Journey to RTE began with film reviews for Northside People

Dublin People 26 May 2012
On assignment: Sinead Crowley pictured in her current RTE role with Jedward

MY FIRST article for the Northside People, a drama review, was published while I was studying Communications at DCU.

It wasn’t an easy task. I hand wrote the copy, typed it out on a communal college computer, printed it on a dot matrix printer and (younger readers may need to Google some terms here) walked across to the Students’ Union where a fax service was available.

I can’t remember how the return message was received – carrier pigeon perhaps? – but a couple of days later I got the delightful news that the article was to be published and that the editor would be interested in taking more

‘copy’, if I was willing to provide it.

Copy? I nearly fainted. Copy was a word

‘Real Journalists’ used. It turned out that the paper had a vacancy for a film reviewer and was willing to give me a chance to fill it. Carlsberg don’t make jobs for students, but if they did…

A couple of mornings a week I’d head into town, sit in a cinema with

‘Real Journalists’ and watch unreleased movies before writing my column.
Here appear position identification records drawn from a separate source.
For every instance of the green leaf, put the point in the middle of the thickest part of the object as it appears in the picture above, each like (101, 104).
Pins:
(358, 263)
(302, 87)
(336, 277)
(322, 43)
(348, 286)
They initially didn’t pay me. To be honest, if they’d asked me to pay THEM I’d probably have considered it.

As a student of Communications who dreamed of being a journalist one day, putting together a portfolio was the ultimate aim. And here I was, making a good start on a well filled scrapbook before I’d even started my final exams. Heaven.

When I left DCU I began working with the radio station Raidio na Life and kept writing for Northside People at the same time. And one day a cheque from the paper arrived. I wanted to frame it, but my need for a monthly bus ticket was too great.

However, I can still remember the amount and the pride I felt. Someone was willing to pay me actual money for something I’d written. I was on my way.

I ended up writing for the paper for more than three years and thankfully the cheques kept arriving too. Alongside film reviews I graduated to writing general news and advertising features and the practical, on the job training I received was invaluable.

If you can write 500 words on a chipper in Artane to a tight deadline, few journalistic tasks are insurmountable.

I moved on from the paper in 1996 when I got a job with Clare FM and decided to give the broadcasting world a shot. But I still have that thickly padded portfolio and Northside People still sits proudly on my CV.